Endless Ages is quite good from what I've heard. Its similar to neocron but the learning curve is substantially less.

VegasRobb
09-04-2005, 10:35 AM
Does something like "The Realm" count as a boutique MMO?

Mark Asher
09-04-2005, 10:37 AM
It's an interesting idea. I think what you do though is make an MMO and make it with great editing tools ala NWN and then allow anyone to license it for cheap and take a royalty for every subscriber. Have the billing go through you but the CS go through the licensee.

There are a number of NWN persistent worlds. Had NWN been designed to support MMO-style games from the ground up and had BioWare been able to allow the fan community to make MMOs and charge for them, no telling what they would have come up with.
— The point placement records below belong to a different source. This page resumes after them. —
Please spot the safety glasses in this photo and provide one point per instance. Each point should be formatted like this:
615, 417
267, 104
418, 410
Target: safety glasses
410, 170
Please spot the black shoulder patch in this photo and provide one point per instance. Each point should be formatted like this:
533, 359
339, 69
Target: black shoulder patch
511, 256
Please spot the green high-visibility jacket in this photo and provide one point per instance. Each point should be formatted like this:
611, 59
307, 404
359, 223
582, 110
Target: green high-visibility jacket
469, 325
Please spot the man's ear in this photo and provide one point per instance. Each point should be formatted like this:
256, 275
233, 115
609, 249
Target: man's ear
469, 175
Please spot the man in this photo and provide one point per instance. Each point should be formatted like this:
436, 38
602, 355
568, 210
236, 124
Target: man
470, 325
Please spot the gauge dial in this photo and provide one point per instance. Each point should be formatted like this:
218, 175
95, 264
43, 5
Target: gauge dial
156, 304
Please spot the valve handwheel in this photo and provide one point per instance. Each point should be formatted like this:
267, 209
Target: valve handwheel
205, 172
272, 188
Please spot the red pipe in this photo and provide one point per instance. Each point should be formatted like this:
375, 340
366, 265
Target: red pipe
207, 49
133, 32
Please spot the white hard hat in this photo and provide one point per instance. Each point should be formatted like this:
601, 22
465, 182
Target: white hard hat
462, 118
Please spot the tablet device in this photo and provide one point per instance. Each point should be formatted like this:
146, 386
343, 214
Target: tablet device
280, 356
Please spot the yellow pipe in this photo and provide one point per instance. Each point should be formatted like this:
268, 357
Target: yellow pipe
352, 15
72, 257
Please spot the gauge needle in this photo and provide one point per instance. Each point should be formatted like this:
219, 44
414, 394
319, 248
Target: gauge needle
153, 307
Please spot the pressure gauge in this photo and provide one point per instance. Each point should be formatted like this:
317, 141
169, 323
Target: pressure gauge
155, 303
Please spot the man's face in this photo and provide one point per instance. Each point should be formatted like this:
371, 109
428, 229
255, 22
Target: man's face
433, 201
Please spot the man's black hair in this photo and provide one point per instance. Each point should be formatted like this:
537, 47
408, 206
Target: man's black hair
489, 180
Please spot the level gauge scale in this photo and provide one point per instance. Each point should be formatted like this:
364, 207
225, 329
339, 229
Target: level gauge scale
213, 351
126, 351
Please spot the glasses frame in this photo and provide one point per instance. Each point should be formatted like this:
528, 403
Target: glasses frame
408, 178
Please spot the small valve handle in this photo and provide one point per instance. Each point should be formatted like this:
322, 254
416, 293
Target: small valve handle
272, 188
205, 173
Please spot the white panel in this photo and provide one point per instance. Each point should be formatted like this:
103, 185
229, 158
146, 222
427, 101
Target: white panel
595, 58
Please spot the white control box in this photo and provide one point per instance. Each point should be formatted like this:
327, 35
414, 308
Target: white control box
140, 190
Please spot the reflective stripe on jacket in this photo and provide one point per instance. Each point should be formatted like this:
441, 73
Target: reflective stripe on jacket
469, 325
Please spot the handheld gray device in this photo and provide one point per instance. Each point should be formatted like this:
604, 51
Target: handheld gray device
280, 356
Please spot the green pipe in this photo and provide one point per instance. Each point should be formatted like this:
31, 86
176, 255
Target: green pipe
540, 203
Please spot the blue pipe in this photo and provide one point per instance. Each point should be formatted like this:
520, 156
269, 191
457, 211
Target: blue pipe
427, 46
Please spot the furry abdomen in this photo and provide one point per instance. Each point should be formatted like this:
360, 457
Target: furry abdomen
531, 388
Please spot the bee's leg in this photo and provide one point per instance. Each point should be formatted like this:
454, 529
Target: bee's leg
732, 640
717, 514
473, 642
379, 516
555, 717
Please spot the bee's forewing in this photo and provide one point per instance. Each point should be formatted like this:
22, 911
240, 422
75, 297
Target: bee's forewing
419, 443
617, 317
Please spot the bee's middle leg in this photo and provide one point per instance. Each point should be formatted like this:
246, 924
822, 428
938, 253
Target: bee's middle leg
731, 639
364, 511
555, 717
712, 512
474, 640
Then just imagine if BioWare had supported it with additional artwork. A steampunk art set, a post-nuclear war art set, a futuristic art set, etc.

Dhruin
09-04-2005, 02:44 PM
There's definitely a market for boutique MMO's - and there's more than you can poke a stick at. Games like Eve Online are going from strength to strength with the right cost structure - and it beats getting squashed by WoW at the top end of the market.

Luke
09-04-2005, 07:17 PM
We hope so! There's definitely a market there, but whereas success in the blockbuster market tends to be about how good your product is, success in a niche market is more about managing your costs. If you can do that however, then the return on your development budget will be orders of magnitude better than for just about any other sales model, which makes it a pretty attractive market for an independent developer. Occasionally you get a runaway hit (Runequest being the canonical example, but there are a few doing pretty well), in which case your model might change a bit, but for the most part it's titles that fill a need specific enough that it's unlikely you'll ever get a subscriber base in the six figures, no matter how well produced the game is.


Luke

Dhruin
09-04-2005, 07:40 PM
Your model is pretty different to most, though (and rather brave :) ). Is there another product other than Guild Wars that works on initial sales + regular expansions, with no subs? I guess the expansions are designed to bring in that regular income to replace the subs?

Luke
09-04-2005, 09:43 PM
Don't tell anyone, but regular expansions are just another form of subscription :)

Their benefit is that they don't create fear in the mind of the player, their drawback is that they require an active decision to purchase (ok, that was a . Whether those things balance out for a particular product is a pretty subjective decision. For us, we feel that making it as easy as possible for players to get into the game (we'd make the initial software free and downloadable if that didn't have such negative connotations in today's market) is more important than avoiding a regular repurchase decision. Particularly when, without a huge marketing budget, we're only going to be successful if we can offer good gameplay anyway.


Luke

eliandi
09-06-2005, 08:06 AM
Then just imagine if BioWare had supported it with additional artwork. A steampunk art set, a post-nuclear war art set, a futuristic art set, etc.

The NWN community is already filling the gap. There is a d20 modern and a Firefly set out (both including graphics and gameplay changes). A Shadowrun set is in early beta, and Gamma World in development. None have PWs yet, but I know the person doing Shadowrun wants to do a PW, and another person is doing a "Attack of the Zombies" PW with the modern set.

The key question is if there was monthly $$ attached to playing the games, what would be the impact to the community? It totally changes the dynamics of people developing and running PWs from a volunteer hobby into a business. Successful PWs owners spend far too much time developing content, stomping bugs, DMing or working with DM teams, etc to justify the effort as a business.